[Post 5 in the DITA Loc Wire series]

DITA is a framework for content re-use across multiple information channels.  This framework relies on separating content and format, as well as semantic tagging.

Among the options a technical writer can use, many of them require consistency to ensure an optimal user experience:

  • Consistent UI terms in the software displays and the documentation
  • Consistent index terms to avoid conflicting entries in the automatically generated index table
  • Exact document names or references when referencing external documents
  • Consistent wording between a link (internal or external) and the content displayed when the link is followed
  • Consistent wording between the glossary and the terms highlighted in the content when a glossary is included
  • Consistent wording between the Bill Of Materials and the tooling, part numbers, and reagents.
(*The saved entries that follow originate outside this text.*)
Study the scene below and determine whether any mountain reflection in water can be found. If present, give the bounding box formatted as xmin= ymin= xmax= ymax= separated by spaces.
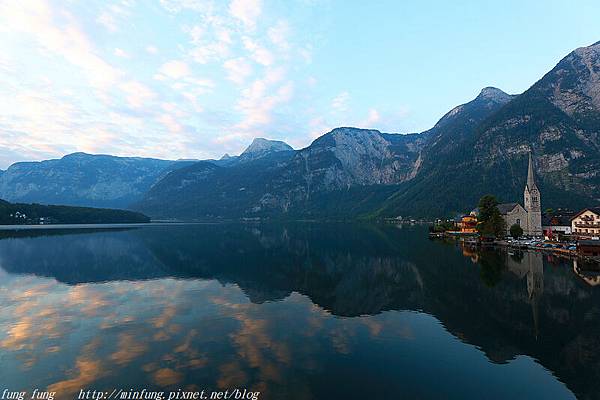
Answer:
xmin=0 ymin=223 xmax=598 ymax=400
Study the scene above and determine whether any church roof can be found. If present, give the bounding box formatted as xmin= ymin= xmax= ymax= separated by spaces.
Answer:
xmin=497 ymin=202 xmax=520 ymax=214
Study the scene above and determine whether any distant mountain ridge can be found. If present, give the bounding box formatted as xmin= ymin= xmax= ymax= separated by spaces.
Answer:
xmin=3 ymin=41 xmax=600 ymax=219
xmin=134 ymin=127 xmax=426 ymax=219
xmin=0 ymin=153 xmax=195 ymax=208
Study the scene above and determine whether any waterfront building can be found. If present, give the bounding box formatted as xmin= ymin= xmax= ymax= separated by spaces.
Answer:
xmin=460 ymin=213 xmax=478 ymax=233
xmin=542 ymin=210 xmax=575 ymax=239
xmin=571 ymin=207 xmax=600 ymax=239
xmin=578 ymin=240 xmax=600 ymax=257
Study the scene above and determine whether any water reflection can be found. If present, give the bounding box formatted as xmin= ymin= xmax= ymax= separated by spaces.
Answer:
xmin=0 ymin=224 xmax=597 ymax=399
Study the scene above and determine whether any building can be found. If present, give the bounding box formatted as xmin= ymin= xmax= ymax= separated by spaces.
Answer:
xmin=460 ymin=213 xmax=478 ymax=233
xmin=498 ymin=203 xmax=528 ymax=235
xmin=498 ymin=152 xmax=543 ymax=237
xmin=542 ymin=209 xmax=575 ymax=239
xmin=571 ymin=207 xmax=600 ymax=239
xmin=578 ymin=240 xmax=600 ymax=257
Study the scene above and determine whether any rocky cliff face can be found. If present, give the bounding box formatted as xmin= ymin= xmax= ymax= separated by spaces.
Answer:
xmin=543 ymin=41 xmax=600 ymax=125
xmin=0 ymin=153 xmax=193 ymax=208
xmin=239 ymin=138 xmax=294 ymax=162
xmin=136 ymin=128 xmax=426 ymax=218
xmin=379 ymin=41 xmax=600 ymax=217
xmin=471 ymin=42 xmax=600 ymax=205
xmin=255 ymin=128 xmax=426 ymax=213
xmin=301 ymin=128 xmax=423 ymax=186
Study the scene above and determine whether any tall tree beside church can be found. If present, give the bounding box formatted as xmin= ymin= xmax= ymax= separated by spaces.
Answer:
xmin=477 ymin=195 xmax=506 ymax=238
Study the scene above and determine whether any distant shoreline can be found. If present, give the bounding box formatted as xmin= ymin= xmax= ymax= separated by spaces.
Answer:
xmin=0 ymin=219 xmax=425 ymax=231
xmin=0 ymin=222 xmax=206 ymax=231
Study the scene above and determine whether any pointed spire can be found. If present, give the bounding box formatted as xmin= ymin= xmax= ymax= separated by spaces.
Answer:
xmin=527 ymin=152 xmax=537 ymax=190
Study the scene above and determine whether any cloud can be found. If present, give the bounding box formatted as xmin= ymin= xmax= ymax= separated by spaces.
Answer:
xmin=156 ymin=60 xmax=191 ymax=80
xmin=114 ymin=48 xmax=130 ymax=58
xmin=299 ymin=45 xmax=313 ymax=64
xmin=224 ymin=57 xmax=253 ymax=84
xmin=153 ymin=368 xmax=184 ymax=386
xmin=157 ymin=113 xmax=184 ymax=133
xmin=362 ymin=108 xmax=380 ymax=126
xmin=97 ymin=12 xmax=118 ymax=32
xmin=120 ymin=81 xmax=157 ymax=109
xmin=145 ymin=45 xmax=159 ymax=55
xmin=159 ymin=0 xmax=213 ymax=13
xmin=268 ymin=20 xmax=290 ymax=50
xmin=331 ymin=91 xmax=350 ymax=112
xmin=0 ymin=0 xmax=324 ymax=167
xmin=0 ymin=0 xmax=122 ymax=93
xmin=185 ymin=24 xmax=232 ymax=64
xmin=307 ymin=116 xmax=332 ymax=140
xmin=356 ymin=107 xmax=411 ymax=132
xmin=229 ymin=0 xmax=262 ymax=30
xmin=232 ymin=68 xmax=294 ymax=136
xmin=242 ymin=37 xmax=274 ymax=66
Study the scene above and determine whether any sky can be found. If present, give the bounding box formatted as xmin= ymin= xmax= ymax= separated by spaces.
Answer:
xmin=1 ymin=0 xmax=600 ymax=169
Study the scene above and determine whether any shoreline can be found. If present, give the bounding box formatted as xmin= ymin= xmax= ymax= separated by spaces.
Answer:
xmin=0 ymin=222 xmax=207 ymax=231
xmin=433 ymin=232 xmax=600 ymax=265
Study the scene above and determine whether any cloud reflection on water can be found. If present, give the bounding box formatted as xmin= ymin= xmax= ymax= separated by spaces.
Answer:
xmin=0 ymin=224 xmax=593 ymax=400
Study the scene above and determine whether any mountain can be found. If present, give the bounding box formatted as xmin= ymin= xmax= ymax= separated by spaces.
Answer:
xmin=239 ymin=137 xmax=294 ymax=162
xmin=204 ymin=139 xmax=294 ymax=167
xmin=135 ymin=86 xmax=514 ymax=220
xmin=0 ymin=153 xmax=194 ymax=208
xmin=135 ymin=127 xmax=429 ymax=219
xmin=134 ymin=146 xmax=296 ymax=219
xmin=410 ymin=86 xmax=515 ymax=182
xmin=5 ymin=42 xmax=600 ymax=219
xmin=0 ymin=198 xmax=149 ymax=224
xmin=139 ymin=38 xmax=600 ymax=220
xmin=378 ymin=41 xmax=600 ymax=217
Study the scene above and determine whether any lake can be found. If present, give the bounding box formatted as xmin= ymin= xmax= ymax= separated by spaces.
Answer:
xmin=0 ymin=223 xmax=598 ymax=400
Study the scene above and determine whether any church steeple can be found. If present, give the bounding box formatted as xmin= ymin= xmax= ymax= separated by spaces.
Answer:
xmin=524 ymin=151 xmax=542 ymax=236
xmin=526 ymin=152 xmax=538 ymax=191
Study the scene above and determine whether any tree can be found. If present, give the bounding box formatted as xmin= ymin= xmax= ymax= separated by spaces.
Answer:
xmin=430 ymin=220 xmax=455 ymax=233
xmin=477 ymin=195 xmax=506 ymax=238
xmin=510 ymin=224 xmax=523 ymax=239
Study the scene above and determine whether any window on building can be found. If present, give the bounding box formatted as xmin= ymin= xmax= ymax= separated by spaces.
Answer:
xmin=516 ymin=219 xmax=520 ymax=225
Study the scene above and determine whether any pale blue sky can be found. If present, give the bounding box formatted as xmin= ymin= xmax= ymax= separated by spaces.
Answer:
xmin=1 ymin=0 xmax=599 ymax=168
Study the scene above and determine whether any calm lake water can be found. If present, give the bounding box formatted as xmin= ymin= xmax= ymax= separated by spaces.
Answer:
xmin=0 ymin=223 xmax=599 ymax=400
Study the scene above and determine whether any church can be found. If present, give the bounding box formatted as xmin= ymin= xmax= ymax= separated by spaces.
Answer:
xmin=497 ymin=153 xmax=543 ymax=237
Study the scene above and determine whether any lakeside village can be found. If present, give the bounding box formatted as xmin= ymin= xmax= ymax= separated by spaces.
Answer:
xmin=428 ymin=154 xmax=600 ymax=264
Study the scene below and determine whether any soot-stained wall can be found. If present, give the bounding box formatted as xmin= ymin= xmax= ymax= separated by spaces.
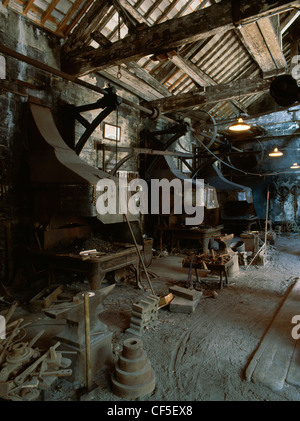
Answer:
xmin=227 ymin=107 xmax=300 ymax=229
xmin=0 ymin=4 xmax=141 ymax=284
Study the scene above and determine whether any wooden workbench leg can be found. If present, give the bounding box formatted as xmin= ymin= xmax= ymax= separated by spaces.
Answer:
xmin=134 ymin=262 xmax=143 ymax=290
xmin=225 ymin=269 xmax=229 ymax=287
xmin=88 ymin=268 xmax=105 ymax=290
xmin=160 ymin=230 xmax=163 ymax=253
xmin=220 ymin=271 xmax=223 ymax=289
xmin=195 ymin=268 xmax=199 ymax=285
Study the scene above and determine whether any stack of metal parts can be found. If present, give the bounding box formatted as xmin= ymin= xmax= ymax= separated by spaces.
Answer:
xmin=126 ymin=295 xmax=159 ymax=336
xmin=0 ymin=303 xmax=72 ymax=401
xmin=111 ymin=338 xmax=155 ymax=399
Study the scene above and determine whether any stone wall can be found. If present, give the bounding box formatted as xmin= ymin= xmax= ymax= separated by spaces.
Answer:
xmin=0 ymin=4 xmax=141 ymax=283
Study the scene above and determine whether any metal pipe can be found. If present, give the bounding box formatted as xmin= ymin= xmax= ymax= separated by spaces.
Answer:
xmin=264 ymin=189 xmax=270 ymax=255
xmin=84 ymin=292 xmax=92 ymax=390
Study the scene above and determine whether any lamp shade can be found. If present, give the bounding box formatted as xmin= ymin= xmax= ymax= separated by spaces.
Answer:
xmin=229 ymin=117 xmax=251 ymax=132
xmin=291 ymin=162 xmax=300 ymax=169
xmin=269 ymin=147 xmax=283 ymax=157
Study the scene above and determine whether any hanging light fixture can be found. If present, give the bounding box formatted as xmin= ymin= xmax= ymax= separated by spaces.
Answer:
xmin=229 ymin=117 xmax=251 ymax=131
xmin=290 ymin=162 xmax=300 ymax=169
xmin=228 ymin=42 xmax=251 ymax=132
xmin=269 ymin=147 xmax=283 ymax=157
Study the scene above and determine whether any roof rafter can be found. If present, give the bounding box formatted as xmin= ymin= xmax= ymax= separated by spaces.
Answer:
xmin=237 ymin=16 xmax=288 ymax=77
xmin=143 ymin=77 xmax=271 ymax=114
xmin=63 ymin=0 xmax=112 ymax=54
xmin=168 ymin=52 xmax=249 ymax=114
xmin=61 ymin=0 xmax=299 ymax=76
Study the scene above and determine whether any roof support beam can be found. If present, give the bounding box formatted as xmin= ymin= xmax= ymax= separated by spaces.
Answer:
xmin=280 ymin=9 xmax=300 ymax=33
xmin=144 ymin=77 xmax=271 ymax=113
xmin=167 ymin=52 xmax=249 ymax=114
xmin=61 ymin=0 xmax=299 ymax=75
xmin=237 ymin=17 xmax=288 ymax=77
xmin=63 ymin=0 xmax=112 ymax=55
This can lead to providing a direct link from the documentation to the order form.

Consistency is a subtle mix of ingredients

To build consistency in the source content (English in most instances), the technical writer can rely on his product expertise. When writers work in teams, style guides and glossaries are invaluable to ensure consistency between the team members. DITA architecture can also automate consistency, using content inclusion and keys. However, this might lead to extraneous content complexity and content localization issues (see post #2).

How do you ensure consistency in translation?

When DITA content is translated, typically into 10 to 20 languages, the localization process provides tools to prevent consistency issues. The partner’s product expertise is not sufficient, even when the translation is carried out internally. You need to translate your style guide and glossary (also called term base by translation providers) in each language.
A translator refers to the term base when a tagged term comes up. If the term base is not complete and the term cannot be found, the translator has two options:

  • Send a query to the project manager who will send it to the client’s expert to answer. In that case, the query process can be extremely heavy, especially if there are 20 languages.
  • Make an educated guess, relying on concordance searches in the translation memory. The consequence will be loss of productivity, or worse, inconsistencies.

We recommend preprocessing the keywords

We recommend extracting from the DITA corpus all the keywords surrounded by specific tags such as uicontrol, wintitle, cite, xref, userinput, systemoutput, keyword, glossterm, or indexterm. After that, you check that all the terms are actually included in the term bases in each language.

This process can be fully automatic with proper scripts in the preparation phase and run only once for every language. It might also allow to spot English source inconsistencies or mistakes. Once complete, the translation process will be very smooth and ensure high consistency and productivity.

Another option is to centralize some of these keywords in reference tables and import them into the rest of the content using Keyref, conref or conkeyref but this might have significant linguistic implications (see post #2)